Shares of food delivery giant Zomato hit a 52-week high on Tuesday even as benchmark indices – the Sensex and the Nifty – closed half a percent lower.

The Zomato stock closed 4.14% higher at ₹105.70 apiece on the National Stock Exchange (NSE) ahead of the 2023 ICC Men's Cricket World Cup, which begins on October 5, 2023. The company's market capitalisation jumped to ₹90,948 crore. On a year-to-date basis, the counter has gained 75%.

The rise in Zomato's share price comes days after foreign brokerage Jefferies said the food ordering company has a long runway for customer acquisition and revenue growth.

With only 20 million monthly transacting users currently, Zomato has a long runway for customer acquisition and revenue growth, albeit this may come at the cost of near-term profitability, the brokerage said in a note. The food delivery major clocked a profit for the first time in the quarter ended June.

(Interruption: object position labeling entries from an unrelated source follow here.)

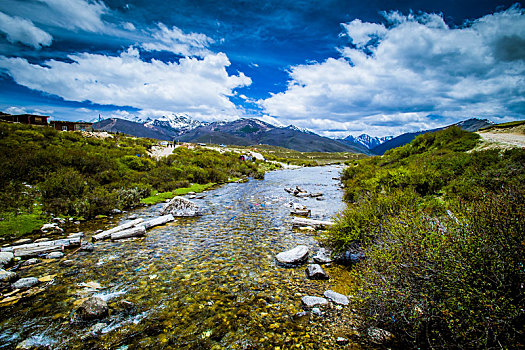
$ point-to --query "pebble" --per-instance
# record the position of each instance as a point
(7, 276)
(316, 272)
(32, 261)
(55, 255)
(25, 283)
(337, 297)
(311, 301)
(6, 258)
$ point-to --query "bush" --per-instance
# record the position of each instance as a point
(451, 281)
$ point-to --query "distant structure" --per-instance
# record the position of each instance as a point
(42, 120)
(25, 119)
(71, 126)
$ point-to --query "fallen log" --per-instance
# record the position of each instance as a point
(317, 224)
(161, 220)
(66, 242)
(36, 251)
(137, 231)
(108, 233)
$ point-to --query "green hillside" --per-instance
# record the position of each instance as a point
(442, 230)
(45, 172)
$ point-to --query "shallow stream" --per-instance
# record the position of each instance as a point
(209, 282)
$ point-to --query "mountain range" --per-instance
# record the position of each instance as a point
(243, 132)
(251, 131)
(472, 124)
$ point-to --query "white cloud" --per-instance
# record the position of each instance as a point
(24, 31)
(198, 87)
(176, 41)
(415, 66)
(77, 14)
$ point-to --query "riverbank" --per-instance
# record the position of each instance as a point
(210, 281)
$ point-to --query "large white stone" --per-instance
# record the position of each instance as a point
(293, 256)
(337, 297)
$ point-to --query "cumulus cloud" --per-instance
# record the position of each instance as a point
(412, 67)
(24, 31)
(198, 87)
(176, 41)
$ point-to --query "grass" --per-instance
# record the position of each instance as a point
(160, 197)
(18, 225)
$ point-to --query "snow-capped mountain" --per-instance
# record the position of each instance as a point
(179, 123)
(293, 127)
(367, 140)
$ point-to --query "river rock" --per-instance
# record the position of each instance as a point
(76, 234)
(350, 257)
(22, 241)
(25, 283)
(94, 331)
(6, 258)
(293, 256)
(379, 336)
(87, 247)
(317, 312)
(51, 228)
(55, 255)
(180, 206)
(93, 308)
(7, 276)
(337, 297)
(316, 272)
(322, 256)
(310, 301)
(32, 261)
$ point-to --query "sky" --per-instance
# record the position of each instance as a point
(336, 67)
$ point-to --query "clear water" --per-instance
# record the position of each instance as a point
(209, 282)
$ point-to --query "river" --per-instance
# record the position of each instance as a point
(209, 282)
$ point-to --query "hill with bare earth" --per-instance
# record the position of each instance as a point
(504, 136)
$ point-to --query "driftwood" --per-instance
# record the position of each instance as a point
(317, 224)
(36, 251)
(73, 241)
(137, 231)
(108, 233)
(161, 220)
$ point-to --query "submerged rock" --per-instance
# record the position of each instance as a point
(32, 261)
(55, 255)
(350, 257)
(180, 206)
(87, 247)
(311, 301)
(322, 256)
(316, 272)
(6, 258)
(92, 308)
(337, 297)
(7, 276)
(379, 336)
(293, 256)
(25, 283)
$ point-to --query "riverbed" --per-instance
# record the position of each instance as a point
(209, 282)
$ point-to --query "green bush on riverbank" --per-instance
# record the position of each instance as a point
(443, 233)
(73, 174)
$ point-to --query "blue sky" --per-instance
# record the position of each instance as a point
(335, 67)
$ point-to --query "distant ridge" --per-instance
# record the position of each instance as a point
(243, 132)
(472, 124)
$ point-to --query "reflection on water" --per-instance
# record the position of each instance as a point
(200, 283)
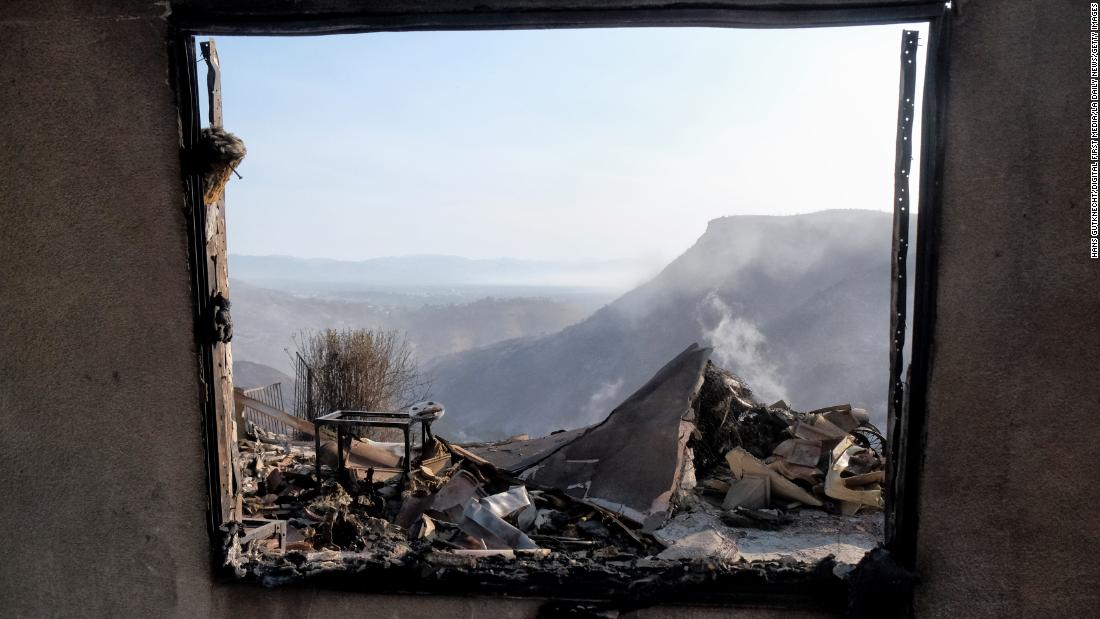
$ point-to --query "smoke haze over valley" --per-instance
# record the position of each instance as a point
(795, 305)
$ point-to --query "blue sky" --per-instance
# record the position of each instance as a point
(569, 144)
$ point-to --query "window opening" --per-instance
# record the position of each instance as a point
(690, 464)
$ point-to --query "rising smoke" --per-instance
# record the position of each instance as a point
(739, 346)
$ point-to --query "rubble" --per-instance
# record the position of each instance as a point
(689, 476)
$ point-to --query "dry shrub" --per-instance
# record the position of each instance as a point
(361, 369)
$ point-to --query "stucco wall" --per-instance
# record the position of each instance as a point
(1008, 517)
(105, 493)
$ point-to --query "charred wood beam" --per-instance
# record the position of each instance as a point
(337, 17)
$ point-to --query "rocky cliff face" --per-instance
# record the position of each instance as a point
(798, 306)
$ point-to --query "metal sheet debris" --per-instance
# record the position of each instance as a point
(690, 470)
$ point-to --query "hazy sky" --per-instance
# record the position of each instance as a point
(573, 144)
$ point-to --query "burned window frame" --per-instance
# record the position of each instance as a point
(906, 424)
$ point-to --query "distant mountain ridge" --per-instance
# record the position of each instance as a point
(798, 306)
(266, 320)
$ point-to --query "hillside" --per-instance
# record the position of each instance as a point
(798, 306)
(265, 321)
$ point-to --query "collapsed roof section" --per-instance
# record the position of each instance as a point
(635, 460)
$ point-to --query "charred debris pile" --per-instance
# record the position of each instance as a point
(658, 494)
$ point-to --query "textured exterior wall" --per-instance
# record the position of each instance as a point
(1008, 515)
(103, 512)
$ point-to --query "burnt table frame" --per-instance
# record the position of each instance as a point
(344, 420)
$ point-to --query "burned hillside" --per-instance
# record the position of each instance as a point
(690, 481)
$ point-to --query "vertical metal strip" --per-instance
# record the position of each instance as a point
(899, 298)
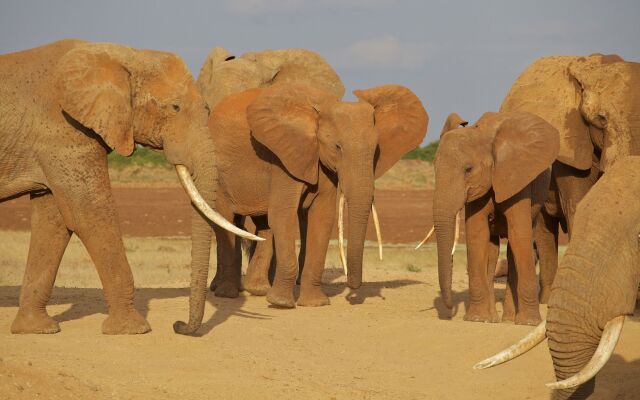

Jefferies expects around 20% CAGR (compound annual growth rate) in delivery revenue over FY23-26E in its base case. The brokerage says unit economics to steadily improve with scale as Zomato unlocks cost efficiencies and as customer willingness to pay for convenience increases. Its base case price target on Zomato is ₹130. Among the downside risks, Jefferies cites an increase in competition from Swiggy as well as direct ordering.

Zomato's quick commerce arm, Blinkit, is larger than Zomato in some cities, with similar per-order contribution, according to Jefferies. "General merchandise helps growth but is especially important for profitability. Target is to break-even within the next four quarters, and stay there for some time as more dark stores are added to drive growth," it says.

India retail is a sizeable opportunity and Zomato sees itself as a 10-min e-commerce platform, according to Jefferies. Zomato aims to grow its quick commerce business at 60% CAGR in the medium term, and it could eventually be bigger than food delivery, says Jefferies, adding that a real estate team has been put in place to find the right store locations.

Zomato continues to look out for new opportunities and an eventual foray is contingent upon management's confidence in the new line of business, which would eventually be scalable as well as profitable over the longer term, says Jefferies. "Until IPO, it was all about survival but post-IPO and given enough capital, focus is to keep organisation future-ready," the brokerage says, adding that there is focus on preserving a start-up culture, which means a foray into new areas is not ruled out.

With food ordering also being available on the Open Network for Digital Commerce (ONDC), Jefferies says it is watching ONDC with interest although food delivery is a tough business.

Zomato’s net profit stood at ₹2 crore in the first quarter compared with a loss of ₹186 crore in the year-ago period. Revenue from operations soared 71% year-on-year to ₹2,416 crore during the April-June quarter as against ₹1,414 crore in the corresponding quarter of the previous year.